When I got this bass home I started trying to figure out what it was. There was no logo on the headstock, though later I noticed that there is the very faint mark left of a large "G" which can be found on old Guyatones. There are a lot of similar instruments to the Guyatones (though not this one) with a large "K" for Kent that look like the same art department made the logos. There was a sticker on the back of the dong-shaped headstock that just said, "Electric Bass No. 99-9920." It was actually in very good condition except for one area on the side that had lost a fair amount of finish. Otherwise it seemed good (more on that later). I took a bunch of photos and sent them to Mike Robinson over at My Rare Guitars. Mike is also the creative genius behind Eastwood Guitars and just happens to be an all-around nice guy. Mike knows a lot about these weird old guitars and has a lot of them for sure to click the first link and check out his archives of '60s and '70s oddballs.

Mike wrote back to inform me that from the looks of the inlays on the neck, and from his past experience with another similar instrument, he thought it was a Guyatone. It was only at that point that I recognized the faint outline of the G logo and confirmed that Mike was dead on. With this new knowledge at hand, I snapped a few more photos of the weird headstock, the odd bridge with actual cotton-like padding and a large screw holding things in place, and I listed it on eBay.

This thing was heavy, awkward to play, and although it was a great find, it was never something I was seriously going to keep for long. It was really more of a money maker.

To cut to the chase, the bass sold for a couple of hundred bucks (or somewhere in there...I don't remember exactly) and I shipped it out. Everything seemed to be in order. After about a week I got a not very nice email from the guy that bought it. He was really pissed off that "I had ripped him off...the neck was warped and bowed and the instrument was useless." I was really taken aback. I know a little something about guitars, but I would never claim to be anything close to a guitar tech or an expert of any kind. However I really think I would have noticed a warped and twisted neck. Since the bass was long gone and I couldn't inspect it myself, I just had to take the guy's word for it that I had made a colossal mistake and sold a faulty instrument. I don't remember the exact details, but I think we came to an agreement about how much I needed to refund him to make it worthwhile for him to try to get it fixed. Hopefully he ended up being happy about it...I really don't want anyone feeling ripped off from an eBay transaction. I know how I have felt about certain guitars that didn't meet my expectations.
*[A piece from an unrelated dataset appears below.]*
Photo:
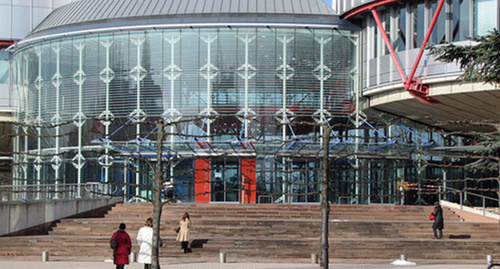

Now to the question I ask myself about each and every instrument...would I want it back. I'll keep it short: no! Hell no, in fact. Heavy, uncomfortable, not great sounding, difficult to change strings, penis shaped headstock...need I go on? I think not.


Speedy said...

I've also got a Guyatone Mosrite'70s a time ago.
I have a problem with it, because I can make it sounds it tune. Its bridge is completely fixed to the body and there's no way to calibrate the strings. It's about a half tone down.
I'd like to ask you if you know somewhere I can to get a different bridge. I've been seing your pictures but the protection over the bridge doesn't let me see if your bridge is different.

erlangga said...

i ever seen Guyatone Bass 70`s at a second hand music instrumental shop. The body is like Yamaha Guitar 70`s. The weird thing is that it has switch up-down to switch the pick up, just like guitar. So i wonder if it is really a bass, i thought it`s a guitar that had been modified into bass. The sound is very very mellow when the switch turned to UP. It`s brighter and harder when turned to DOWN.

Dm said...

I'm cracking up over here.

That last bit was the FUNNIEST!


Anonymous said...

That's a Guyatone EB-8, and they aren't impossible to find in Japan. The neck is fat and feels almost like an upright.

Unknown said...

Just acquired This bass. It was given to me. The model is an EB8. Unplayable as it is now. The bridge is ridiculous. Ugly as sin. Strings have to sit an inch above the fret board. I'm going to fix it up and turn it into a fretless. There is just something about this bass that I like. A new bridge and nut. Rout out for adjustable pickups. The neck seems to be okay. We'll see what happens.